World Hepatitis Day is commemorated every year on July 28 to raise awareness about Hepatitis. The theme for this year as set by WHO is, “Test. Treat. Hepatitis,” to enjoin global partners to support the call for urgent increase in testing and treatment services to reduce 1.34 million lives lost to hepatitis B and C.
Hepatitis is the inflammation of liver tissue, commonly caused by a viral infection; however, there are other possible causes of the diseases such as when the immune system attacks the liver. There are five groups of Hepatitis categorized by A, B, C, D and E, each distinct in their causes, symptoms and treatments.
Hepatitis A: A highly contagious liver infection caused by the hepatitis A virus.
Hepatitis B: A chronic liver infection caused by the hepatitis B virus that is easily preventable by a vaccine.
Hepatitis C: An infection caused by a virus that attacks the liver and leads to inflammation.
Hepatitis D: A serious liver disease caused by infection with the hepatitis D virus.
Hepatitis E: A liver disease caused by the hepatitis E virus.

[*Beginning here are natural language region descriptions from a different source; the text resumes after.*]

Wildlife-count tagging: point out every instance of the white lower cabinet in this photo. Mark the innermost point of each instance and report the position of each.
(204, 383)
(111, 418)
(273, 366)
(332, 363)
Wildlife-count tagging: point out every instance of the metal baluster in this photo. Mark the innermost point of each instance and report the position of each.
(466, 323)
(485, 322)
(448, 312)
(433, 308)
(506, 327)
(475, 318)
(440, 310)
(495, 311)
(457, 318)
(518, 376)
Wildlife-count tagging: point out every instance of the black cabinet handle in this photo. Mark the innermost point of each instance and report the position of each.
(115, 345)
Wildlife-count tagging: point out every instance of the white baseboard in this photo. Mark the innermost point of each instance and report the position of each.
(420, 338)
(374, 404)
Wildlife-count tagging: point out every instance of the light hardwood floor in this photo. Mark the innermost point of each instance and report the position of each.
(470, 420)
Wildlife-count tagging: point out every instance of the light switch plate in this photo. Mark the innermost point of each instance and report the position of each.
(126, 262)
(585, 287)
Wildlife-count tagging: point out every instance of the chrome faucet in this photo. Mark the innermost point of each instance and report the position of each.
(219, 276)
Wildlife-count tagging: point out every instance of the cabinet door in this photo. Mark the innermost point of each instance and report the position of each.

The disease is regarded as a silent killer because only about half of the people who are infected get symptoms, while others may develop yellow discolouration of their skin and whiteness of the eyes, poor appetite, vomiting, tiredness, abdominal pain, or diarrhoea.
In a statement released by WHO ahead of the commemoration, “Viral hepatitis B and C affect 325 million people around the world. Left untreated, these infections lead to liver cancer and cirrhosis, which together caused more than 1.3 million deaths in 2015 alone.”

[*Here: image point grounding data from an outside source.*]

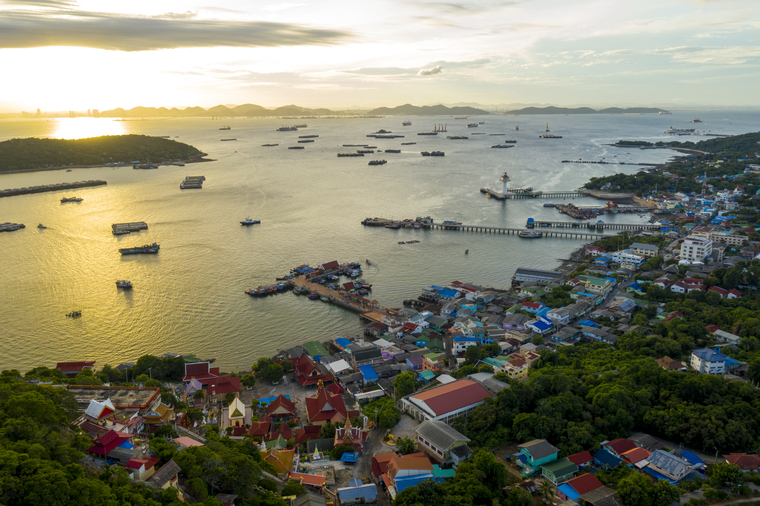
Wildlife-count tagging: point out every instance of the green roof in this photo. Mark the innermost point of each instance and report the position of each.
(443, 473)
(427, 375)
(315, 348)
(561, 467)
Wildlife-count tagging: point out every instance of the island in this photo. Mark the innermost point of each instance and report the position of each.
(48, 154)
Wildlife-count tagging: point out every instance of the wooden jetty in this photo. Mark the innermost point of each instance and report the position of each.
(579, 233)
(593, 225)
(125, 228)
(50, 188)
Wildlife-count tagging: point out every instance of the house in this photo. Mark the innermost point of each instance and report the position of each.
(573, 488)
(669, 364)
(644, 250)
(707, 361)
(559, 470)
(746, 463)
(327, 407)
(71, 369)
(349, 435)
(446, 402)
(534, 454)
(167, 476)
(141, 469)
(619, 446)
(667, 464)
(438, 439)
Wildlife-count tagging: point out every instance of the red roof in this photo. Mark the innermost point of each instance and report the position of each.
(620, 446)
(635, 455)
(743, 461)
(452, 396)
(584, 483)
(281, 401)
(581, 458)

To speed up global response to the elimination of Hepatitis, WHO is releasing new global guidelines on hepatitis C treatment. The guidelines provide major simplifications in the delivery of curative therapy to 70 million people living with chronic hepatitis C in the world.
Association for Reproductive and Family Health (ARFH) joins global partners to call for a universal access to testing and treatment of hepatitis towards achieving the global goal of eliminating viral hepatitis by 2030.
Protect yourself. Visit the nearest healthcare center. Get Tested. Get vaccinated!
Here are 10 things to know about viral hepatitis:
- Viral hepatitis B and C are the most chronic type of hepatitis.
- Viral hepatitis B and C are root causes of liver cancer.
- Timely testing and treatment of viral hepatitis B and C can save lives.
- Viral hepatitis causes debilitating diseases such as liver cancer and cirrhosis and also places a huge economic burden on families.
- Viral hepatitis has become a major killer due to a lack of global attention.
- Over the past 15 years, more and more people have been dying of viral hepatitis.
- You can get infected with hepatitis through contact with an infected person’s blood or body fluids.
- Hepatitis attacks the most vulnerable.
- Hepatitis can be prevented, diagnosed, treated and even cured.
- You can protect yourself against hepatitis B by being vaccinated.